See the difference? The offensive warrior mindset has already decided that it will defeat the enemy. There is more of a focus on doing whatever it takes to win than of being afraid. Fear will cause hesitation, and hesitation causes inaction. Inaction causes death.

Aggressive intent to kill your opponent is what makes you move quickly, fight heroically, and survive. That is not to say you will act foolishly and put yourself in undo danger, but it is to emphasize immediate violence on the enemy, as severely and brutally as possible to end the threat.


This is a term I first heard while reading a must-read book, On Combat, by Colonel Dave Grossman. Stress is like a virus that can kill you. We protect ourselves from deadly viruses with vaccines that strengthen our immune system against it, creating specific antibodies ready to kill the virus so we can continue functioning.

Creating stressful training scenarios where we must think, decide, and act with weapons inoculates us to the stresses we will face in real combat. It helps us perform better. It won’t remove the excitement, but it will keep you from becoming unable to think, decide, and act.

Here’s a short word on how you will function under high stress. Think of your brain like a computer. In order to handle any problem, you have to pull the appropriate program into memory and use it to address the problem.

Under high stress levels, you will do one of four things (in order of best to worst):

  1. You have trained for this situation. You load an appropriate program and function as you were supposed to. Maybe it’s with a pistol, or a rifle, or a blade that you’ve prepared yourself, and you act.
  2. You run away as fast as your legs will carry you. Maybe you get shot in the back.
  3. You are overwhelmed and freeze (blue screen of death). Your brain computer has crashed, and you end up killed.
  4. You load the wrong program and do something in a panic, unrelated, unhelpful, and end up getting killed.
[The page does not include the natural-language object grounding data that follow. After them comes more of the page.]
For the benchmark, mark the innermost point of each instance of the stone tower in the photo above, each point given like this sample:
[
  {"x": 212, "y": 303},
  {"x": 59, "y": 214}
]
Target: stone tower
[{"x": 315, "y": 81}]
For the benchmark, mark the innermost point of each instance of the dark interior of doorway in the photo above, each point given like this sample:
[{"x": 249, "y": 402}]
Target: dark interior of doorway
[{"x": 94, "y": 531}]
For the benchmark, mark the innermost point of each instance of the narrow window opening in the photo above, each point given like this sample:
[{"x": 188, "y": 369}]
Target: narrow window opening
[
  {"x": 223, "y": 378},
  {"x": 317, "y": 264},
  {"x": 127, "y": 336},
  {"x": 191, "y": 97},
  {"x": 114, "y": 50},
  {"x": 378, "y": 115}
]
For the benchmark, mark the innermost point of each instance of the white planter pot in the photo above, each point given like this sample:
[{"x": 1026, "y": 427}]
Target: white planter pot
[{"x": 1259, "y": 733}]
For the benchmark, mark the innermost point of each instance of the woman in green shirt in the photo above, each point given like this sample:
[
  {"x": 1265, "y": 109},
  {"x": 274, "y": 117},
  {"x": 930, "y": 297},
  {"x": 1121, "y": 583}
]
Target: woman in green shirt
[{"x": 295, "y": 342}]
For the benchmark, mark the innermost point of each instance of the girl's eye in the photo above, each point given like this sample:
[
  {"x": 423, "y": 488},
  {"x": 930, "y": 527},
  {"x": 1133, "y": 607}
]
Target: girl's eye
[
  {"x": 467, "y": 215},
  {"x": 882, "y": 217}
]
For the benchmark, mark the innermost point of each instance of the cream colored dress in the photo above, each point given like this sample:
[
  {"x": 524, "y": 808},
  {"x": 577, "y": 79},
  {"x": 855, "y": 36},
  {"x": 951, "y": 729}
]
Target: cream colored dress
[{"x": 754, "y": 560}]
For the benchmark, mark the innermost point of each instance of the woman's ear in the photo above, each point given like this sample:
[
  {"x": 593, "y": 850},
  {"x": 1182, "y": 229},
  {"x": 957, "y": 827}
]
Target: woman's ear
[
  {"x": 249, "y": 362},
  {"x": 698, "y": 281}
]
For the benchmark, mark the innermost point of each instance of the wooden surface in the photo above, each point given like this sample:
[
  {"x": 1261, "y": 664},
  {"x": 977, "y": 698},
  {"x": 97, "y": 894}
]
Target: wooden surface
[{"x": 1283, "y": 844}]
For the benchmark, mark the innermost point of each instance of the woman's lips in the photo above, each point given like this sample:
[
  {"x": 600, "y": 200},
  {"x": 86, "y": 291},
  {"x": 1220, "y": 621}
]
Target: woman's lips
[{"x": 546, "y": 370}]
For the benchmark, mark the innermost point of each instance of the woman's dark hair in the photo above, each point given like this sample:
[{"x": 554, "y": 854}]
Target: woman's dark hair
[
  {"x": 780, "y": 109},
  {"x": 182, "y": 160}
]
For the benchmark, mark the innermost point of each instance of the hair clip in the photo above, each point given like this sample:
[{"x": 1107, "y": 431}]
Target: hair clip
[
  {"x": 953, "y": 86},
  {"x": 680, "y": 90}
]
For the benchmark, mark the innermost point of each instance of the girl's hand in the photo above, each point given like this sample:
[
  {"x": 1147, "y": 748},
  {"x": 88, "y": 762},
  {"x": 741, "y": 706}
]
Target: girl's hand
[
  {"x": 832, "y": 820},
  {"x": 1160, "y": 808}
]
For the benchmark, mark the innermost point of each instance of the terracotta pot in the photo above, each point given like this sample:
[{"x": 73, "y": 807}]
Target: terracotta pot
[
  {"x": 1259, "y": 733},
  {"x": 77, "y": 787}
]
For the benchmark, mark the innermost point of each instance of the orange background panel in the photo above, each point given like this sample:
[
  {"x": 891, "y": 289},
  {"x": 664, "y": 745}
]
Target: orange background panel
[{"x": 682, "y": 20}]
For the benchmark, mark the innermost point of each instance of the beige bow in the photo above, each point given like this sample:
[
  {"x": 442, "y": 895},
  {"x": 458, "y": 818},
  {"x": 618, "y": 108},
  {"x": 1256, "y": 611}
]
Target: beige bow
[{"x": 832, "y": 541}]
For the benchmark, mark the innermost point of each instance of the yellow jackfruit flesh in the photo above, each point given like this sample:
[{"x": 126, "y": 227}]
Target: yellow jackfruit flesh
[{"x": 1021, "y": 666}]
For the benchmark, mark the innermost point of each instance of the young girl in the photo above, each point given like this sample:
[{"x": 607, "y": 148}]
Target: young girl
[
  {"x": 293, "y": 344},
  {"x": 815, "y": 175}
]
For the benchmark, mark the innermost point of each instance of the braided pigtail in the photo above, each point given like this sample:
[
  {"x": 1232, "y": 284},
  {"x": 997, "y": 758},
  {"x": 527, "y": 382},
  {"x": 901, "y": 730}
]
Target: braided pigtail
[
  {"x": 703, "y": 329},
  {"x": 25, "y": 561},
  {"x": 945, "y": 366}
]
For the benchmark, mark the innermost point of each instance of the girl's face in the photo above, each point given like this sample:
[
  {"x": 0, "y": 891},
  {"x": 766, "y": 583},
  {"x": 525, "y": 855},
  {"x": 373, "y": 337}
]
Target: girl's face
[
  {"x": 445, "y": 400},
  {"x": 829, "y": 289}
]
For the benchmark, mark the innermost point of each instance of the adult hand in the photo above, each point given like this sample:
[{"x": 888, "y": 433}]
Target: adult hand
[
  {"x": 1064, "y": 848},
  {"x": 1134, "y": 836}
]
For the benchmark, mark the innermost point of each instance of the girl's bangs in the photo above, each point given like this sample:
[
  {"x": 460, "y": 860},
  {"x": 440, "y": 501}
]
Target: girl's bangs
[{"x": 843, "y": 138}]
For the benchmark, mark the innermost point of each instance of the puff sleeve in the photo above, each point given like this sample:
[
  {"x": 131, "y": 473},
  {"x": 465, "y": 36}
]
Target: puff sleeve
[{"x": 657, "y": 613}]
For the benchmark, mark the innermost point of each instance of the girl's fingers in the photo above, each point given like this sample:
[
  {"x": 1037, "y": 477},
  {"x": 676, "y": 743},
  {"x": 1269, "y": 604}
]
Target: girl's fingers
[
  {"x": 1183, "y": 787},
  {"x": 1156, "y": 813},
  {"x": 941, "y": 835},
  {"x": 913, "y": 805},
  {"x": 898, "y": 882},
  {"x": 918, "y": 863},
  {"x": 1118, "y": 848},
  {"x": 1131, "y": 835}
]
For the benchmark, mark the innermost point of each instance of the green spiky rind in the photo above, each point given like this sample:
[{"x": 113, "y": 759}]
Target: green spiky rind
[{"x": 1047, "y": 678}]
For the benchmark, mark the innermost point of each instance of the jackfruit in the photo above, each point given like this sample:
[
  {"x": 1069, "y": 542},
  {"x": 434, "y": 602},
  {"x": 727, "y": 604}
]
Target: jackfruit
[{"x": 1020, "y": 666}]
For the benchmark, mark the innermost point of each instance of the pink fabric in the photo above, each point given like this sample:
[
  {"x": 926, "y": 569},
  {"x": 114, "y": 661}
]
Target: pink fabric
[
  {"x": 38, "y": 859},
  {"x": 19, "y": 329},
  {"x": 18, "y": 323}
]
When it comes to the hands-on aspect of running guns and shootin’ and scootin’, I have to say Travis Haley has been my favorite instructor to date. Travis Haley has made a number of excellent training videos produced by Panteo Production, from AK47 to AR15 to pistols. He also partnered with Chris Costa to make the Magpul series of training videos, which are also fantastic. Travis Haley also worked in conjunction with sports medicine experts to get at the science behind every aspect of running guns, from proper body alignment of your spine and hips to the way you should position your trigger finger for consistent rapid firing.

The man is a humble professional who loves to teach. Anything I write here is a poor substitute for the fountain of knowledge that comes from him in his many training videos. Of course, seek others and get as much information as you can, but I would dare say that Travis Haley would be the best way to establish a firm foundation and get shooting like a professional on day one.


Gather information. Read the works of Cooper and Grossman, and then watch the instruction from Haley. Develop your training plan. Dry fire often at home, and then monthly or quarterly (whatever you can afford) live fire tests at the range, testing gear and skills. And always maintain your warrior mindset.